Division Of Behavioral & Organizational Sciences (DBOS)

“Pathways to (Prevent) Radicalization: How Self-Uncertainty and Identity Complexity Shape Vulnerability”

This project explores how social identity complexity (i.e., belonging to multiple self-defining groups) influences the connection between uncertainty and inclination toward activism/radicalization. Two studies investigate how a person’s social identity complexity and level of uncertainty interact to shape their attitudes toward their identities and intentions to engage in activism or radicalism. It is hypothesized that in situations of high uncertainty, those with complex identity structures will show less inclination toward radical actions and have more positive attitudes about their identities. The findings aim to improve strategies for preventing and countering radicalization by highlighting the protective role of social identity complexity.


Savannah Leslie

Division Of Behavioral & Organizational Sciences (DBOS)

“Navigating the Hybrid Workspace: Toolkit Interventions for Improving Work-life Balance”
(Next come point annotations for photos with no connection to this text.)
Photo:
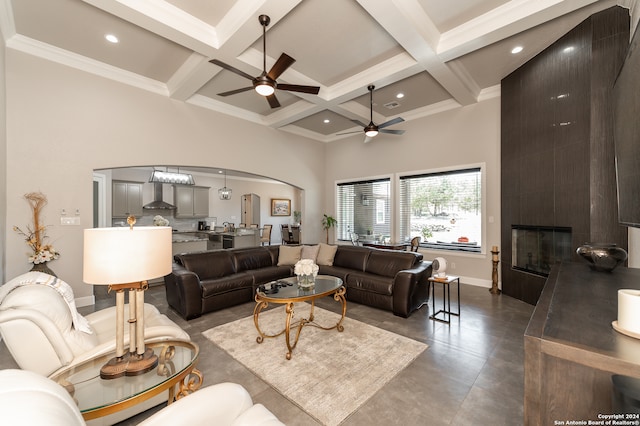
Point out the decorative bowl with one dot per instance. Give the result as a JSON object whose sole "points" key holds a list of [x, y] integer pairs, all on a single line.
{"points": [[602, 257]]}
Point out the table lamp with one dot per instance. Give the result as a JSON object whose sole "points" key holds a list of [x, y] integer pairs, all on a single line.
{"points": [[124, 259]]}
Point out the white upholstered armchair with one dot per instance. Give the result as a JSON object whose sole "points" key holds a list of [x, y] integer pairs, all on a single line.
{"points": [[43, 331]]}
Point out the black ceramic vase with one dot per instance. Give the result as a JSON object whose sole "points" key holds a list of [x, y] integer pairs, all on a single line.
{"points": [[602, 257]]}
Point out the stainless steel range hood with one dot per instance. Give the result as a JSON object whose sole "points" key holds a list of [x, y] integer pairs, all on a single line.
{"points": [[158, 203]]}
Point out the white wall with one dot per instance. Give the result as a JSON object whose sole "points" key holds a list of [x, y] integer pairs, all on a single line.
{"points": [[63, 123], [3, 162], [469, 135]]}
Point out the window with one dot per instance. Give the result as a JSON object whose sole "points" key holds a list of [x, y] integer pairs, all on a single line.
{"points": [[444, 208], [364, 208]]}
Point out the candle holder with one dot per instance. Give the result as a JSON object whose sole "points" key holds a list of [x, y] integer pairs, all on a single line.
{"points": [[494, 275]]}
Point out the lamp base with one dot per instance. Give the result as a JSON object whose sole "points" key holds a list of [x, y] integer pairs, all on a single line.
{"points": [[131, 364]]}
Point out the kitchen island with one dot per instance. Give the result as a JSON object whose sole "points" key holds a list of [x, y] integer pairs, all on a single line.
{"points": [[571, 349], [241, 237], [191, 241]]}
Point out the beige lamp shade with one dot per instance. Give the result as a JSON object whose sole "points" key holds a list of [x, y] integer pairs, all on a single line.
{"points": [[126, 255]]}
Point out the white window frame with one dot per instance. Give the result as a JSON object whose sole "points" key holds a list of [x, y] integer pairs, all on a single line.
{"points": [[483, 202]]}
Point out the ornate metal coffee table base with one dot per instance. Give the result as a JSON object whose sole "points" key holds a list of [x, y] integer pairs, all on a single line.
{"points": [[262, 302]]}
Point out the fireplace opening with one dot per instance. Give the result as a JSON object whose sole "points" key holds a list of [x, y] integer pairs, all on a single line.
{"points": [[535, 249]]}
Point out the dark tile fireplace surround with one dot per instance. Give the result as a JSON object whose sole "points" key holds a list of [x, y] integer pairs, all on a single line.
{"points": [[557, 154]]}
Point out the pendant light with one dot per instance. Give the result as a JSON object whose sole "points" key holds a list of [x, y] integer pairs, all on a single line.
{"points": [[225, 193]]}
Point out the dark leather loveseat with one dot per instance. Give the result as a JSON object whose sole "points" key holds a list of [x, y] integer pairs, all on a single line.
{"points": [[206, 281]]}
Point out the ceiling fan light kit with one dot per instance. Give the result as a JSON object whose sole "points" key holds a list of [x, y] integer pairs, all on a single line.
{"points": [[265, 84], [371, 130]]}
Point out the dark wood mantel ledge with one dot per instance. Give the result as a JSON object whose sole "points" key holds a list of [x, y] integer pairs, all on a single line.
{"points": [[571, 349]]}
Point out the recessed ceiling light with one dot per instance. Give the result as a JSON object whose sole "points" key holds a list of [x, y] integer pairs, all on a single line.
{"points": [[111, 38]]}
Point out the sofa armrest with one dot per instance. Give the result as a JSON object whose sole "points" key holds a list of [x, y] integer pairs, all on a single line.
{"points": [[411, 289], [46, 350], [184, 292]]}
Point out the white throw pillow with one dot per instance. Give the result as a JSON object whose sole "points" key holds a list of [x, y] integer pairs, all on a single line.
{"points": [[326, 254], [310, 252], [289, 255]]}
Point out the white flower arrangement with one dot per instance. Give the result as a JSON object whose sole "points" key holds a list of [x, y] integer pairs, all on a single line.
{"points": [[306, 267], [46, 254], [160, 221]]}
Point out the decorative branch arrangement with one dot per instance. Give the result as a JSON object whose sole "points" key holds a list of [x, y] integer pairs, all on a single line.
{"points": [[36, 235]]}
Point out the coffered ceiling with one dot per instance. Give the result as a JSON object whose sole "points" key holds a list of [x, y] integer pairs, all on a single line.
{"points": [[440, 54]]}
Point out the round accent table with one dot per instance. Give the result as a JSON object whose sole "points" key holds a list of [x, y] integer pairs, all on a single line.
{"points": [[286, 292]]}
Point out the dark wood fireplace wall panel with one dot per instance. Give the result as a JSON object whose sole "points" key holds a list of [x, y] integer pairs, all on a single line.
{"points": [[557, 155]]}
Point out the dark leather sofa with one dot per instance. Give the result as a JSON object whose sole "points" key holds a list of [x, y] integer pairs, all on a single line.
{"points": [[206, 281]]}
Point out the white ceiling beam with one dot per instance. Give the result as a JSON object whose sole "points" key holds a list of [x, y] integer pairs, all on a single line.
{"points": [[166, 20], [504, 21], [409, 25], [194, 73]]}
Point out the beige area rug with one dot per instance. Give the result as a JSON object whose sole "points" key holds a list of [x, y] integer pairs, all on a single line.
{"points": [[330, 374]]}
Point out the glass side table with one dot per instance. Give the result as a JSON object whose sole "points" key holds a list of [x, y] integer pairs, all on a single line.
{"points": [[446, 298], [176, 373]]}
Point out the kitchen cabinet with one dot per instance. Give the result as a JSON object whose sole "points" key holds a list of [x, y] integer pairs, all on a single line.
{"points": [[191, 201], [126, 199], [250, 209]]}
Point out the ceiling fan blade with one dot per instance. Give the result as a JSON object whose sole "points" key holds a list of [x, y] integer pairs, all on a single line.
{"points": [[233, 92], [298, 88], [391, 131], [359, 123], [281, 65], [232, 69], [273, 101], [391, 122], [349, 133]]}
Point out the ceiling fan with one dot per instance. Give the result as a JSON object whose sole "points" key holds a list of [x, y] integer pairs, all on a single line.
{"points": [[371, 130], [265, 84]]}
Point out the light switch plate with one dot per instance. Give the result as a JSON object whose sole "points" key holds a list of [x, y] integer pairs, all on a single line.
{"points": [[70, 221]]}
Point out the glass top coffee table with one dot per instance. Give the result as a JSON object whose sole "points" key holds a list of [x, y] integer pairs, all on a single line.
{"points": [[98, 397], [286, 292]]}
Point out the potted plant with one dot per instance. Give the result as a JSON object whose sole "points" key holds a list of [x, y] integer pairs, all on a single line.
{"points": [[327, 223]]}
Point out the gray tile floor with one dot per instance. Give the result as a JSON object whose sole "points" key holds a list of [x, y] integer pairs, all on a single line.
{"points": [[471, 374]]}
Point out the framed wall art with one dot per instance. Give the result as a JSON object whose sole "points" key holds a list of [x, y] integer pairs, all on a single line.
{"points": [[280, 207]]}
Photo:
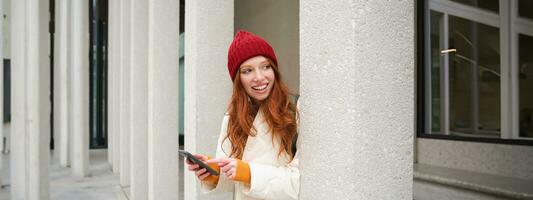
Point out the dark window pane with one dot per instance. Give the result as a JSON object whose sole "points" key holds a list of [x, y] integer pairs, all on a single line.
{"points": [[492, 5], [525, 82], [525, 8], [474, 78], [436, 61]]}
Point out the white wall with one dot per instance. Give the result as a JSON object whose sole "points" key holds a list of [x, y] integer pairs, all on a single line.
{"points": [[497, 159], [6, 27]]}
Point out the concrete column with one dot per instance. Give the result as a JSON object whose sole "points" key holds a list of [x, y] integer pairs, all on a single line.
{"points": [[163, 62], [125, 91], [206, 45], [139, 97], [18, 102], [61, 118], [80, 87], [357, 99], [38, 94], [110, 83], [116, 43]]}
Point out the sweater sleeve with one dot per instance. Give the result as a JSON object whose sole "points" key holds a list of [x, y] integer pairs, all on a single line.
{"points": [[224, 184], [270, 182]]}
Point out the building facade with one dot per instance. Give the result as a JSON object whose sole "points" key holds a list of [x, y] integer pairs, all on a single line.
{"points": [[398, 100]]}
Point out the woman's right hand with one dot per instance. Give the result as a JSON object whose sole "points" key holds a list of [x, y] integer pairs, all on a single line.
{"points": [[201, 173]]}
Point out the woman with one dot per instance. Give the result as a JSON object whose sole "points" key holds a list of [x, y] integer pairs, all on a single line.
{"points": [[255, 153]]}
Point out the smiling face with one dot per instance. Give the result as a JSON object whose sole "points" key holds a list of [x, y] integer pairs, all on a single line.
{"points": [[257, 77]]}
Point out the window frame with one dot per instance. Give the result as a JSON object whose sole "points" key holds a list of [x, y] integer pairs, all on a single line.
{"points": [[509, 133]]}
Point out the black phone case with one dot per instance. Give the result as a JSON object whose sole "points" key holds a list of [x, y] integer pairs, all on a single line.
{"points": [[193, 159]]}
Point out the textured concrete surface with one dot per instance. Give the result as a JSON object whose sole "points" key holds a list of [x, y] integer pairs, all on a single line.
{"points": [[207, 84], [101, 185], [497, 159], [163, 90], [125, 92], [79, 47], [475, 182], [357, 99], [139, 126], [431, 191]]}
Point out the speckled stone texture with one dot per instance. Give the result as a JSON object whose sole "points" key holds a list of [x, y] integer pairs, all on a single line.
{"points": [[357, 99], [208, 87], [497, 159]]}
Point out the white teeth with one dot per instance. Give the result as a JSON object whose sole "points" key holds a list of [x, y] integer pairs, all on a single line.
{"points": [[260, 87]]}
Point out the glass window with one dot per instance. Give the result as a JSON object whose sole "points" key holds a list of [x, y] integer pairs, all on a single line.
{"points": [[525, 8], [525, 82], [436, 60], [474, 76], [492, 5], [466, 57]]}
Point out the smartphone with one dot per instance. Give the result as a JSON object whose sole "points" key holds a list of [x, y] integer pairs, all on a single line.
{"points": [[194, 160]]}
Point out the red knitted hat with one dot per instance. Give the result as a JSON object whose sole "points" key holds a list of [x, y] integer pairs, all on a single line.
{"points": [[246, 45]]}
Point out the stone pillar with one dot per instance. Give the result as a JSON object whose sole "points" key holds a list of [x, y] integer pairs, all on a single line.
{"points": [[38, 98], [125, 97], [206, 45], [18, 102], [163, 66], [61, 84], [139, 97], [357, 99], [116, 58], [110, 84], [80, 87]]}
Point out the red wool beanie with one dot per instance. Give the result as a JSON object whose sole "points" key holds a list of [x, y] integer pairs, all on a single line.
{"points": [[246, 45]]}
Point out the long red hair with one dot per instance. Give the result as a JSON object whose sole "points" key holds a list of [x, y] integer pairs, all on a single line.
{"points": [[277, 109]]}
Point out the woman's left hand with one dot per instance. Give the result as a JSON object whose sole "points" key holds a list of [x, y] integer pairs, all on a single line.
{"points": [[228, 166]]}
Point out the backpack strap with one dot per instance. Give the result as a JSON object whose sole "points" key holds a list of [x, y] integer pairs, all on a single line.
{"points": [[295, 138]]}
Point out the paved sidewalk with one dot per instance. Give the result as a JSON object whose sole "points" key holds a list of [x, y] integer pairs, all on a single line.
{"points": [[102, 184]]}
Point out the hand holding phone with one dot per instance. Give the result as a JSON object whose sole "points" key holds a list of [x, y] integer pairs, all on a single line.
{"points": [[195, 160]]}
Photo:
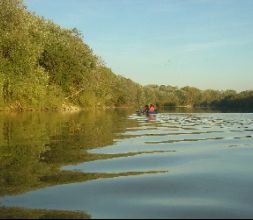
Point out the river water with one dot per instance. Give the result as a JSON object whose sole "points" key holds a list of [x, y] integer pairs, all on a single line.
{"points": [[117, 164]]}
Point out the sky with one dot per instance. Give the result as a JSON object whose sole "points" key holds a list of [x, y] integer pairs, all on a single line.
{"points": [[203, 43]]}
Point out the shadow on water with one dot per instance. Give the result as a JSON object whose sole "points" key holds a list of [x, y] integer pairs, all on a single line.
{"points": [[35, 146]]}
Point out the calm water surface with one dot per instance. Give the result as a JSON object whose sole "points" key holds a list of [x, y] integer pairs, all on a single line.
{"points": [[120, 165]]}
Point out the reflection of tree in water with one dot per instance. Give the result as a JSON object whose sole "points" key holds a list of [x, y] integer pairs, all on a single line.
{"points": [[33, 147]]}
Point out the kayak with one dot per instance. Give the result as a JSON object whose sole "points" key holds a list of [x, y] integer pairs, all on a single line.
{"points": [[147, 113]]}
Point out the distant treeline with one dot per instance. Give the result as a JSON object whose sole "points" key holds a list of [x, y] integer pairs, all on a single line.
{"points": [[44, 66]]}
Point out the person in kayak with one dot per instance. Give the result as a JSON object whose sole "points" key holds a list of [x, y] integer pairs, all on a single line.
{"points": [[146, 109], [152, 108]]}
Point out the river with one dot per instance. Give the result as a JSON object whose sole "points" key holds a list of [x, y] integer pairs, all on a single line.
{"points": [[116, 164]]}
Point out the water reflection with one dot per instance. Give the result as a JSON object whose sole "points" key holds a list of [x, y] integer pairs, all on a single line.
{"points": [[204, 157], [34, 147]]}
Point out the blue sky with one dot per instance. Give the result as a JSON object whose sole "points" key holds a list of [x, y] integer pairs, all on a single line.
{"points": [[201, 43]]}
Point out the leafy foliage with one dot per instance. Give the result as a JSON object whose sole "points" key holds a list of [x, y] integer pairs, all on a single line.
{"points": [[44, 66]]}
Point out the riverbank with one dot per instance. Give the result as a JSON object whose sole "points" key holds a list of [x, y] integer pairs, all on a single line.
{"points": [[22, 213]]}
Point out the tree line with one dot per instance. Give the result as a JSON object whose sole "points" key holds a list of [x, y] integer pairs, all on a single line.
{"points": [[44, 66]]}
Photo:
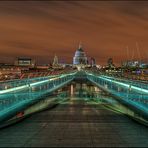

Work communication technology increasingly blurs work-life boundaries, worsening work-life balance and wellbeing. This study bridges the extant split between empirical and field research by examining how boundary management, job control, and social support mediate the relationship between role demands and work-life balance/conflict. Using a repeated measures design with intervention and waitlist control groups, the study aims to test a work-life balance management toolkit with individually-implementable strategies to improve work-life balance and reduce conflict in hybrid workplaces. Rather than policy changes, the research will provide evidence on simplifying practices customized to individuals’ needs and guide organizations in developing strategies.


Kimberly Megyesi-Brem

School of Educational Studies (SES)

“Gender Differences in Math Self-Concept and Career Aspirations in Japan and the U.S.: The Role of Math Teacher Expectancy Effects”

Women’s underrepresentation in STEM fields is a global problem, and women are particularly underrepresented in math-related careers in Japan and the United States. Research has demonstrated a relationship between secondary students’ math self-concept and math-related career aspirations but has not sufficiently explored whether this might be related to teachers’ expectations of student math competence and how this interrelationship might differ for girls in either country. This dissertation employs multilevel structural equation modeling with data from TIMSS 2019 to consider both individual-level and teacher-level factors that correlate with gender differences in math-related career aspirations in Japan and the U.S.